TTS
- pipecat.services.sarvam.tts.language_to_sarvam_language(language)[source]
Convert Pipecat Language enum to Sarvam AI language codes.
- Parameters:
language (Language)
- Return type:
str | None
- class pipecat.services.sarvam.tts.SarvamTTSService(*, api_key, voice_id='anushka', model='bulbul:v2', aiohttp_session, base_url='https://api.sarvam.ai', sample_rate=None, params=None, **kwargs)[source]
Bases:
TTSService
Text-to-Speech service using Sarvam AI’s API.
Converts text to speech using Sarvam AI’s TTS models with support for multiple Indian languages.

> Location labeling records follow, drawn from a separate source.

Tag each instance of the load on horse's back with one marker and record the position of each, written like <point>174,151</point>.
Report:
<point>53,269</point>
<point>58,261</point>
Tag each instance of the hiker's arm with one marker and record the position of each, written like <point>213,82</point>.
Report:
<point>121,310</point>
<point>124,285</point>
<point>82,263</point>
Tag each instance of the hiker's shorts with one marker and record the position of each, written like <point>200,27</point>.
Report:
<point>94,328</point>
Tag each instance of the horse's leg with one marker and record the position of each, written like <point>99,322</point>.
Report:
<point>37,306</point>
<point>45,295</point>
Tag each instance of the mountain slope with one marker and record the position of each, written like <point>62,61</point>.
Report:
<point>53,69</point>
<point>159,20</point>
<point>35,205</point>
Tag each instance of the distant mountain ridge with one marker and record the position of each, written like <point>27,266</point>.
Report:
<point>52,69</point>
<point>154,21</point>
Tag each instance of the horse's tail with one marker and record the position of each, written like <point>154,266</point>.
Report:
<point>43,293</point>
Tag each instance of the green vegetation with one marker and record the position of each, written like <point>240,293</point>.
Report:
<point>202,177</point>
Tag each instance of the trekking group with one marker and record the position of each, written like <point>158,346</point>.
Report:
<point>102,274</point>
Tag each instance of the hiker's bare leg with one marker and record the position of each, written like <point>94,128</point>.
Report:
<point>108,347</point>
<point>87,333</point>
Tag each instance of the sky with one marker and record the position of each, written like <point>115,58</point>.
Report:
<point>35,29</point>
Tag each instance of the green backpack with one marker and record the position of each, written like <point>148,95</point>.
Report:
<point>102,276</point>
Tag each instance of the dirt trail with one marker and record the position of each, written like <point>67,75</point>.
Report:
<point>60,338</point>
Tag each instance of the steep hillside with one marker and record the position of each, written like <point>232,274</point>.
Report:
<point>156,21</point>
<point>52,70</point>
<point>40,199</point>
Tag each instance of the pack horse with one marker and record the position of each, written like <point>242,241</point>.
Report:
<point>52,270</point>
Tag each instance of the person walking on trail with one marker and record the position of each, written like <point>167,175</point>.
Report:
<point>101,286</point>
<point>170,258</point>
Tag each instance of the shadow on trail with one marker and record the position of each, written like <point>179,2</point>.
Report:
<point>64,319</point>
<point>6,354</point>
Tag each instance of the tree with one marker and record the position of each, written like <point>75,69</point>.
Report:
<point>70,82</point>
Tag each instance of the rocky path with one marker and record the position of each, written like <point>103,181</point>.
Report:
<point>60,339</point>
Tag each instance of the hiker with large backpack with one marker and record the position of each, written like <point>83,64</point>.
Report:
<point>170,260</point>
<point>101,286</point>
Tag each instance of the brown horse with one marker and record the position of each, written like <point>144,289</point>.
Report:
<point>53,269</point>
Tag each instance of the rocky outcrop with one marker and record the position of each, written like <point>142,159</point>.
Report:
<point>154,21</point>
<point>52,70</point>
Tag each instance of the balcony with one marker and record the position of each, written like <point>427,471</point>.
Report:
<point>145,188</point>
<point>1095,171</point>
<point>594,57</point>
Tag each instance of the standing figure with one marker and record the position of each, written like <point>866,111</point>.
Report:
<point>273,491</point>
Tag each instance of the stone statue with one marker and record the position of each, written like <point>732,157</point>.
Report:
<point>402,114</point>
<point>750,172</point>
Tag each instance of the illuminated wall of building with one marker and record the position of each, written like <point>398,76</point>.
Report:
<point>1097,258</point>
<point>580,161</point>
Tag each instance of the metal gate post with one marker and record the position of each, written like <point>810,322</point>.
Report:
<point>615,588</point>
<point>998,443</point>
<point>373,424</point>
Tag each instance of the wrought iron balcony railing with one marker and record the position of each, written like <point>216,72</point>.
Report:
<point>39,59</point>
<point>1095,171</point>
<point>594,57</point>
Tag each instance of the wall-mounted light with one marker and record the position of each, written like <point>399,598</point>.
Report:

Provides control over voice characteristics like pitch, pace, and loudness.
- Parameters:
api_key (str) – Sarvam AI API subscription key.
voice_id (str) – Speaker voice ID (e.g., “anushka”, “meera”).
model (str) – TTS model to use (“bulbul:v1” or “bulbul:v2”).
aiohttp_session (ClientSession) – Shared aiohttp session for making requests.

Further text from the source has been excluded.